Now in 1930 he was a national champion for the eighth successive year. Starting with the Open of 1923, he had won the Amateur in 1924 and 1925, the Open in 1926, the Amateur in 1927 and 1928, the Open in 1929, and both Open and Amateur in 1930. From 1922 through 1930 he had played with the pros in twelve U.S. and British Open championships and finished first or second in eleven. In November of 1930 he announced his retirement from tournament golf.

Thirty years later, Bobby remained the invisible star of an act that played to laughter in locker rooms all around the tournament circuit. It was entitled, “O. B. Keeler and Grantland Rice Following Jones,” and it featured Jimmy Demaret and Lawson Little. Someone would pop into the locker room and cry: “Jones is two under at the turn!”

“Come on, Granny!” Demaret would say, clumping to the door with an exaggerated limp. (Obie had one stiff leg.) “Wait up!” Little would say, pattering in pursuit with Granny’s pigeon-toed gait. It was affectionate raillery, curiously exciting.

Bobby had become a student of golf-course architecture and hoped the time would come when he could help design a course incorporating his vision of a pleasant place to play the game. He and Clifford Roberts, a Wall Street figure Bob had met through friends, found a 365-acre tract on the edge of Augusta, Georgia, that had once been an indigo plantation and later a commercial nursery. It was gently rolling land with a couple of brooks flowing through it and a wealth of flowering shrubs and trees.

An option to buy for $70,000 was obtained, underwriters were recruited, and the Augusta National Club came into being. In 1934 the most talented players in the game were invited to the first annual Augusta National Invitational Tournament. Roberts had wanted it called the Masters Tournament but Jones had vetoed that as presumptuous. However, the press started calling it the Masters from the beginning, and in 1938 the name was adopted officially.

From the first club thrown in anger at Merion to the last putt of the Grand Slam, Bobby Jones’s approach to golf had been anything but lighthearted. “To my knowledge,” he wrote after winning the British Amateur, “I have never taken a golf tournament casually. It did not make sense to me to travel three thousand miles for a lark.”
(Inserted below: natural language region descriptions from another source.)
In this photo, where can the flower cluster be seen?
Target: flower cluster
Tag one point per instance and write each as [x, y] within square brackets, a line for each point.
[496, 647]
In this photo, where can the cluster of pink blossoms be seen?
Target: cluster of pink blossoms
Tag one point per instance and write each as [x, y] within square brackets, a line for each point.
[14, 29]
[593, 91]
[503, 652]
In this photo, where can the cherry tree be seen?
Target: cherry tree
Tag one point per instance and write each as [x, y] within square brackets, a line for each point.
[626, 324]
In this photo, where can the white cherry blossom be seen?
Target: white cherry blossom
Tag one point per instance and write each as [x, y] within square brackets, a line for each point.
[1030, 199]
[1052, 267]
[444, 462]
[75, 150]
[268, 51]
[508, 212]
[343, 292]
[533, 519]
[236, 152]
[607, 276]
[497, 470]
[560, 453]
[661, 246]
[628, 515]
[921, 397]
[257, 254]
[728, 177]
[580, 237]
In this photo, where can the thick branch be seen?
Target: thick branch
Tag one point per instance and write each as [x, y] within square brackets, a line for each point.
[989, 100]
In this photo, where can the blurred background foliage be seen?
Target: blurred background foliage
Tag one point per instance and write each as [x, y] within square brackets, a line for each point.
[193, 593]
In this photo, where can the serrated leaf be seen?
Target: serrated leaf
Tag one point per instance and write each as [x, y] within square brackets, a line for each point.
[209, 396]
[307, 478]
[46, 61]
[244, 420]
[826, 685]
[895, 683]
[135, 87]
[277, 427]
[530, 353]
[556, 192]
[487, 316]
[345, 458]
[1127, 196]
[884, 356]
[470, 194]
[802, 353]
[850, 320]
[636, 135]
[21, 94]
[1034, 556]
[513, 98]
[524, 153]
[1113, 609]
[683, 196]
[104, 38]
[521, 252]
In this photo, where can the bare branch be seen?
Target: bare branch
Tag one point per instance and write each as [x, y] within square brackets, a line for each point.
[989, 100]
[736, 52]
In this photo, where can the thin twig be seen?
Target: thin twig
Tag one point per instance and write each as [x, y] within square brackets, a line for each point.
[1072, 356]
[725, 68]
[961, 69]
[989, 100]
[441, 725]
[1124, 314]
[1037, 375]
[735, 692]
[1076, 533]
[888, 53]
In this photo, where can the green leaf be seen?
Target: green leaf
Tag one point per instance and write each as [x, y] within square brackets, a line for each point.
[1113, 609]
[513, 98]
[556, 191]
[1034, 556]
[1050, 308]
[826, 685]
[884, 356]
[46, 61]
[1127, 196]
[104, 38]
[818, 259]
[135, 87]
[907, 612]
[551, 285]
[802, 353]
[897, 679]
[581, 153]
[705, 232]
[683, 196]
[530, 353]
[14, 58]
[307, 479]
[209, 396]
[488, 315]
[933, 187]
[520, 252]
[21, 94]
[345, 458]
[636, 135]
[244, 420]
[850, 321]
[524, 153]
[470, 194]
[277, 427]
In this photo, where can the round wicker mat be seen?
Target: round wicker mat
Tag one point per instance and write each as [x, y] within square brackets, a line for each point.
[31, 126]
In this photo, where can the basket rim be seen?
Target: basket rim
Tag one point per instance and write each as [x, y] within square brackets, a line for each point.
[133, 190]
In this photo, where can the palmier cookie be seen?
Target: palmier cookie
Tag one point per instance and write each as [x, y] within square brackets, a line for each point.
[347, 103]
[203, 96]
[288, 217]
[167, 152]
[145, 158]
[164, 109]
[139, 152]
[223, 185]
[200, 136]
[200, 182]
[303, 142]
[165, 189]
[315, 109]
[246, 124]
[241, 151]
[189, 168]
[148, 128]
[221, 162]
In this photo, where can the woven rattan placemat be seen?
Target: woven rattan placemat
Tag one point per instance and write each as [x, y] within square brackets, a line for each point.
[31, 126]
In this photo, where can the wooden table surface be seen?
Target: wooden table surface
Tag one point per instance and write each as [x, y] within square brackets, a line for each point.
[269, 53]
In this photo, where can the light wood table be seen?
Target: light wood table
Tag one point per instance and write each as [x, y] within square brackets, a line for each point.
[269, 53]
By 1934, though, the fire was gone, if not the fun. Bobby played in the Masters annually until World War II, and the fact that he never finished better than thirteenth was of no importance. Probably it was his presence that enabled the Masters to take its place in an amazingly short time alongside the United States Open and British Open as one of the three top tournaments in the world.

Because of the war, there was no Masters tournament in 1943, 1944, or 1945. Bobby Jones was in England then as a lieutenant colonel of intelligence in the air corps. He took part in the Masters after the war but by 1949 he could not play.

As a young golfer he had suffered pain from swollen veins in his legs and as early as 1922 he underwent an operation. As the years passed, doctors suggested various remedies for the soreness he experienced periodically in neck or shoulder, but it wasn’t until 1948 that a bony growth was discovered on the upper part of the spine, pressing on a nerve. Though the growth was removed, the central nervous system had been permanently damaged. Doctors felt the condition may have been caused by an injury in early youth, possibly the result of a childhood fall.

Bobby came out of the hospital dragging his right foot. As lameness increased, he visited the Lahey Clinic in Boston and Presbyterian Hospital in New York. Nothing could be done. He would experience progressive deterioration of the nervous system as long as he lived.